Google - Viadeo les tweets de Twitter


Google affiche les tweets de Twitter : Google l'avait annoncé et commence maintenant à l'appliquer. On commence à voir les tweets de Twitter apparaitre sur les pages de résultats d'une recherche sur le moteur de Google. Pour l'heure, on peut voir les premiers affichages de tweets sur Google.com mais cela devrait vite arriver en France. On peut actuellement voir des tweets avec la requête Viadeo sur Google.com

Les tweets de Twitter sont des mini-messages de 150 caractères diffusés sur la communauté du site Twitter. Alors pourquoi le géant de la recherche affiche ses messages alors qu'ils peuvent être incompréhensibles lorsqu'ils sont sortis de leur contexte ? Le but principal est d'informer rapidement les internautes sur l'actualité récente. C'est vrai que l'on peut avoir pas mal d'infos sur Twitter avant même la parution d'un article dans la presse en ligne. Par contre, est-ce que les internautes vont accrocher à la diffusion de ses mini-messages ? C'est moins sûr.
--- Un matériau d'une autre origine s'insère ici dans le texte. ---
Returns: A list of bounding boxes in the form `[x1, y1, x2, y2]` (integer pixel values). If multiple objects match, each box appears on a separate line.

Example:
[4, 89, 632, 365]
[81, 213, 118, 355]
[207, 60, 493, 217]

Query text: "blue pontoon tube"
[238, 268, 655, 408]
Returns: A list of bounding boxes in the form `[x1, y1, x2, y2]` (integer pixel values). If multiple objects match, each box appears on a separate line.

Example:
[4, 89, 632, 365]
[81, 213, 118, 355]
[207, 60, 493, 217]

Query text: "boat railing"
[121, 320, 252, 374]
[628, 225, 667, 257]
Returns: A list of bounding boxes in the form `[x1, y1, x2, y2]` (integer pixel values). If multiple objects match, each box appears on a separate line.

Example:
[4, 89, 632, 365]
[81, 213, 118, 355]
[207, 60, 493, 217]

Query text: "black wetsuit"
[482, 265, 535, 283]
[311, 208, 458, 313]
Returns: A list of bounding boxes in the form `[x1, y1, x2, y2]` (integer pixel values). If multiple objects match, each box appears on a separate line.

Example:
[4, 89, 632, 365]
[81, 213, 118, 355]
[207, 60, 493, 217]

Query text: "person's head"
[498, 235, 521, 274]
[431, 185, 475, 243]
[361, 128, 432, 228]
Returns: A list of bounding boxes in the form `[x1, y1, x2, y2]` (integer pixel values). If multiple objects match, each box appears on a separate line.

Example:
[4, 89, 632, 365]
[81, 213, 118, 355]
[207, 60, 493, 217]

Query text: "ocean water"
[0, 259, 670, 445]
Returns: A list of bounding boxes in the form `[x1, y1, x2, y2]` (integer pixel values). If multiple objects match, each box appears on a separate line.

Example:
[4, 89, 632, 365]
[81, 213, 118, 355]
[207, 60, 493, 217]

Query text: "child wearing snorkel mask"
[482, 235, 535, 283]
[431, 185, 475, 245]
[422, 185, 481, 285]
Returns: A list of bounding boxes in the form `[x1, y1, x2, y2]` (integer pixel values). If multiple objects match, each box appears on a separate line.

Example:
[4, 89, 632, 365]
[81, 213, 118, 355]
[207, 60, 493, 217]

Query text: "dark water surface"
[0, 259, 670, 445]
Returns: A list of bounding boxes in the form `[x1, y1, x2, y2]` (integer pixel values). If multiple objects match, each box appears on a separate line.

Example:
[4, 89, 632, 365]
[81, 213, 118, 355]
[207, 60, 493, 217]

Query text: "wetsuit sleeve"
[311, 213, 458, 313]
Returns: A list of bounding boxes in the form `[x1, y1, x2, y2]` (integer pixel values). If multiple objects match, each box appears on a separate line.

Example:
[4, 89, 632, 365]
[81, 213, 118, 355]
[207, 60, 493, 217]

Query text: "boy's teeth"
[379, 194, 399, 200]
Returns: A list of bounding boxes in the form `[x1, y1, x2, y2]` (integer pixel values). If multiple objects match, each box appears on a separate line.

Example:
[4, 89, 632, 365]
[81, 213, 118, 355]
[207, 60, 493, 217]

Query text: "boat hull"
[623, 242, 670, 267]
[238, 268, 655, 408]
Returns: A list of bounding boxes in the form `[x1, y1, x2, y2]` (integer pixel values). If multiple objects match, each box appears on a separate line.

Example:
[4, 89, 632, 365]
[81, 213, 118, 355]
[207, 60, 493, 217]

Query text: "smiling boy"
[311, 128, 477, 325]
A la rédaction, on pense que Google prend un risque en voulant de plus en plus diversifier ses résultats d'une recherche. Un beau jour, on tombera sur une page de résultats où sera mélangé les tweets de twitter, les articles de Google actualité, quelques vidéos et en bas de page, les articles récents parus dans les blogs. Cette page de résultats ressemblera à tous sauf à une page de recherche simple et efficace.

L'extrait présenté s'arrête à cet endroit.